Steven thought for a moment before saying, ‘All things considered… it makes more sense than his murder being another animal rights hit. They just couldn’t be that stupid.’

Adopting an air of resignation, Macmillan said, ‘Unfortunately, I have to agree with you… which leaves us with potentially a very big problem.’

‘What happened to the real Chloe; where is she; who has her and what do they intend doing with her?’

‘That just about covers everything,’ said Macmillan. ‘How is Dr Martin coming along with the vaccine?’

‘She’s optimistic, I understand.’

‘Thank God for that,’ said Macmillan. It sounded heartfelt.

‘Have you heard how the Elwoods are?’ asked Steven.

Macmillan looked thoughtful. He said, ‘Actually no. Lees was supposed to phone me last week about their condition. Strikes me, the way things are going, no news could be bad news.’ He pressed the intercom button and asked Jean Roberts to get him Nigel Lees at the Department of Health. Sitting back in his chair he crossed his legs and said, ‘So where do we go from here?’

Steven sighed and said, ‘Frank Giles of the Norfolk Police is faced with looking for someone named Ali in the Asian community and I’m left looking for a monkey that’s disappeared into thin air.’

The phone rang and Macmillan asked Lees about the Elwoods. Steven watched his face as he listened to the reply. It was not encouraging.

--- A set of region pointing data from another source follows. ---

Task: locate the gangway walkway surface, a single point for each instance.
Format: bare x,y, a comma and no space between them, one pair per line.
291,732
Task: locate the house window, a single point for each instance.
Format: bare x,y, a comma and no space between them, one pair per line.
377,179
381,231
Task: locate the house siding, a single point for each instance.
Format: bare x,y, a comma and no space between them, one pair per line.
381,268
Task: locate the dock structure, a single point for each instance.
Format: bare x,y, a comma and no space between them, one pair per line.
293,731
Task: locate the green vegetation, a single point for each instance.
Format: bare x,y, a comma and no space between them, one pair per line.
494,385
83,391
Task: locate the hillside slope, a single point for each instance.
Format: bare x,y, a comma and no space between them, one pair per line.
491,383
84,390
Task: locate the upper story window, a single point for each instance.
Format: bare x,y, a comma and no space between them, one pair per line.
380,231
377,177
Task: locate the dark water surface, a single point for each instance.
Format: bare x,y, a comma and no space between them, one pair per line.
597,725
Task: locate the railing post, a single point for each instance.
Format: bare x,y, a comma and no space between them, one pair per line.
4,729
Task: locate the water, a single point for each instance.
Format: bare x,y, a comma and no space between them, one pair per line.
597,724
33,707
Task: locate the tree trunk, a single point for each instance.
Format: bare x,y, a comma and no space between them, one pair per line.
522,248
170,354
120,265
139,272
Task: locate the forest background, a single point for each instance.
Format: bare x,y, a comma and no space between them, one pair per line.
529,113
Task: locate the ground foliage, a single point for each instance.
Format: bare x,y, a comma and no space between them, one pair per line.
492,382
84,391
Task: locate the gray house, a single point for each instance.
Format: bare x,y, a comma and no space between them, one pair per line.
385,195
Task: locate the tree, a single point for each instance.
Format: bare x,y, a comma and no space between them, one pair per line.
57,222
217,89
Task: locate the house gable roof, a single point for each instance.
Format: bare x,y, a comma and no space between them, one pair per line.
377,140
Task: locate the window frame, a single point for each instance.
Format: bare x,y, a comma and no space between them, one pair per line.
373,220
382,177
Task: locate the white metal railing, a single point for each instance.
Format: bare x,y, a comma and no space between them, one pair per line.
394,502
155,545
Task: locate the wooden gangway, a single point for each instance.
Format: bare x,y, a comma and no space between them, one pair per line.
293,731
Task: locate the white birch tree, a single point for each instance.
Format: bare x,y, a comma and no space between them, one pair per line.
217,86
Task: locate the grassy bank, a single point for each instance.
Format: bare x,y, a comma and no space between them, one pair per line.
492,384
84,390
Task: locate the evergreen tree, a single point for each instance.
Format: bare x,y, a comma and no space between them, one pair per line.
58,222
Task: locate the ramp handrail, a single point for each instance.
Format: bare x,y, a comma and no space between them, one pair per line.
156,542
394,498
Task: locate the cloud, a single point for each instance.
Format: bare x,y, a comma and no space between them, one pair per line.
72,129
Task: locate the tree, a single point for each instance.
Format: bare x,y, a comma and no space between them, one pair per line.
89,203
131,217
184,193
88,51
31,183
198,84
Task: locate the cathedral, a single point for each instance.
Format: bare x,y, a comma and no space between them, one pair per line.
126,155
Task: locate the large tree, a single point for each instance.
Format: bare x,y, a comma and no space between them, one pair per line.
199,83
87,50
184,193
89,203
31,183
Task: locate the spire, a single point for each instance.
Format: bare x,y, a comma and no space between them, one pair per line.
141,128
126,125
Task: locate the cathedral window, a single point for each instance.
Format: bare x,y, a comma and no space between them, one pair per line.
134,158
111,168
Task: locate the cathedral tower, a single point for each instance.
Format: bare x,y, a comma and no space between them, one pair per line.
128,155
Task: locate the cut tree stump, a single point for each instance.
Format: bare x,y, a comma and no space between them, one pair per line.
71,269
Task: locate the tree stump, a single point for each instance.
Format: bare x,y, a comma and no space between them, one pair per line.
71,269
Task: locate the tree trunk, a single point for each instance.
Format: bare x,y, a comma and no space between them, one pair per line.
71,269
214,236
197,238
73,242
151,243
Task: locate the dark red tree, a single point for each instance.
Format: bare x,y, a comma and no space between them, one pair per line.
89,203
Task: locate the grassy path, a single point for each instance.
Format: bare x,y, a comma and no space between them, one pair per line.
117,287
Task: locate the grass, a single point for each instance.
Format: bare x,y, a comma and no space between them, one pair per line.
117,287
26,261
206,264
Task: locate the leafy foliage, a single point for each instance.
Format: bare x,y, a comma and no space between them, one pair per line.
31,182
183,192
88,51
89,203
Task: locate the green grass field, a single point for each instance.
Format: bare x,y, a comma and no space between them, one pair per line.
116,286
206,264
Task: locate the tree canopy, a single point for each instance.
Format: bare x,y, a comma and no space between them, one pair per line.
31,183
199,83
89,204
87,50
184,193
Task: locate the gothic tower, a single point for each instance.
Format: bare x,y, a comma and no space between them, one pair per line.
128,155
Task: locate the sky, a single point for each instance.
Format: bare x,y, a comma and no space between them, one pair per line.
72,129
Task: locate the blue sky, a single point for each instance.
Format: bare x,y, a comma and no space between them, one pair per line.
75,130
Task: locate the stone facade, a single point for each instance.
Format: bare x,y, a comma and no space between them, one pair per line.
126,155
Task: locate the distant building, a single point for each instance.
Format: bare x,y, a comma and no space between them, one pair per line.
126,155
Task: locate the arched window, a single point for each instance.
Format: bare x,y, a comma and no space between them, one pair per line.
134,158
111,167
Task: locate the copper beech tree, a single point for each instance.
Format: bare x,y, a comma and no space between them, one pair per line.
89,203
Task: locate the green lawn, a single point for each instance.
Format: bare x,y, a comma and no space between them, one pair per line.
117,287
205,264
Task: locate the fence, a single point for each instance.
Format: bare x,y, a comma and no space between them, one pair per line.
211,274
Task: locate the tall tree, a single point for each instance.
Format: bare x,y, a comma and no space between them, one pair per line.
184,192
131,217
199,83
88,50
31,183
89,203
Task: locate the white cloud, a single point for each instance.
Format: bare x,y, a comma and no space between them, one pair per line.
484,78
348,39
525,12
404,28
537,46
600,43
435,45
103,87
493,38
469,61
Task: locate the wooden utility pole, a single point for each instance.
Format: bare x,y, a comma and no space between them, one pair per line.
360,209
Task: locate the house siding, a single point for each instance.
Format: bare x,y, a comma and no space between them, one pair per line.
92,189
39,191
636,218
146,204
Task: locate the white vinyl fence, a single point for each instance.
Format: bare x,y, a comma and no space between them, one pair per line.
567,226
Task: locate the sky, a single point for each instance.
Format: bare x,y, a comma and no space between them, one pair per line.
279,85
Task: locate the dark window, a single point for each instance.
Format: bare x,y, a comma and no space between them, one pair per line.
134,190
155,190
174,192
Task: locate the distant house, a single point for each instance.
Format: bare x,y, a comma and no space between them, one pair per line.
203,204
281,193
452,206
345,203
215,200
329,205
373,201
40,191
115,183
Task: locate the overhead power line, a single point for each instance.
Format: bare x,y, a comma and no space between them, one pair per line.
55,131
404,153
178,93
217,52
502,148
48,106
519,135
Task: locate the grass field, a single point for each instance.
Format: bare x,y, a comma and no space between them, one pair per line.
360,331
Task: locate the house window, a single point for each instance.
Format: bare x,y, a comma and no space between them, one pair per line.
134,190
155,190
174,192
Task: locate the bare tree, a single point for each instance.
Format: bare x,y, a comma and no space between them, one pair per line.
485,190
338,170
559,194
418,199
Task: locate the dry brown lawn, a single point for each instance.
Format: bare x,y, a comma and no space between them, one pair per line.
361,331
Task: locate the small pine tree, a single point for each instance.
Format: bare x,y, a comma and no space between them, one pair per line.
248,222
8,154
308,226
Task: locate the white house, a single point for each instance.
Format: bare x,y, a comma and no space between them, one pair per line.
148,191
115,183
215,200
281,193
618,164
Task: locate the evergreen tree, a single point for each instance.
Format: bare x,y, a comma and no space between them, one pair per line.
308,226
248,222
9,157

Macmillan replaced the receiver with deliberate slowness. ‘David Elwood is dead,’ he said. ‘Officially, bronchial complications setting in after treatment for animal bites… can happen in the elderly.’

‘And unofficially?’

‘Cambodia 5.’

‘And his wife?’

‘Not at all well. Could go either way.’

Steven shook his head and said, ‘What a mess. And all to be swept under the official carpet.’

‘Right now, we have other things to worry about,’ said Macmillan. ‘There’s a meeting of the Earlybird committee tomorrow. I’m going to voice your concerns about the virus.’